Un débat à la hauteur du moment, ne travestissant pas la complexité des sujets par des solutions simplistes, conscient des dangers de l’immobilisme et des risques incommensurables de l’hubris. Pour dessiner un chemin protégeant la vie sur la planète, avec une économie mobilisée sur son impact social et environnemental, suffisamment prospère pour réaliser la grande transition nécessaire, tout en développant la solidarité, la sécurité, la santé, l’éducation, la culture et la sagesse, au-delà du seul bien-être matériel.

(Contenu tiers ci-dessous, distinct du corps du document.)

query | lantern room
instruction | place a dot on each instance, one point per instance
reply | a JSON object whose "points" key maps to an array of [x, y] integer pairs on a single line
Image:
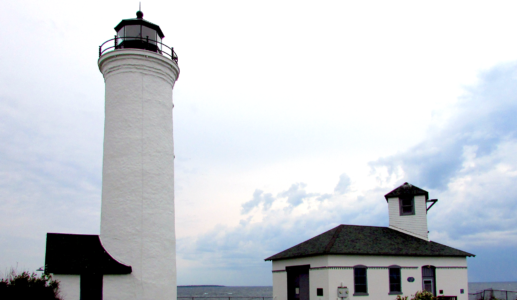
{"points": [[138, 34]]}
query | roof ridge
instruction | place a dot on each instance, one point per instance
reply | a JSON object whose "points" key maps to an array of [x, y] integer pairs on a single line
{"points": [[333, 239]]}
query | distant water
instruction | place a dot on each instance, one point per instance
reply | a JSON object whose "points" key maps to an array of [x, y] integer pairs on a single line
{"points": [[479, 286], [221, 292]]}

Marlène Schiappa, avait réagi. C’était rassurant, même si elle est restée bien seule: pas grand monde pour s’élever contre les pratiques tordues touchant une candidate d’un parti différent du sien, pratiques risquant de confisquer une nouvelle fois le débat sur les projets au profit de la foire d’empoigne. Est-ce cela la démocratie que nous voulons? Ce moment étonnant de la vie démocratique ne devait pas se confondre avec une sympathique soirée de The Voice. Il s’agit de partir, selon les termes consacrés, « à la rencontre des Français » , de leurs espoirs et de leurs désespoirs, de leurs succès et de leurs échecs, de les rassembler sur une vision, un cap, un projet, pour le faire, pas pour le chanter.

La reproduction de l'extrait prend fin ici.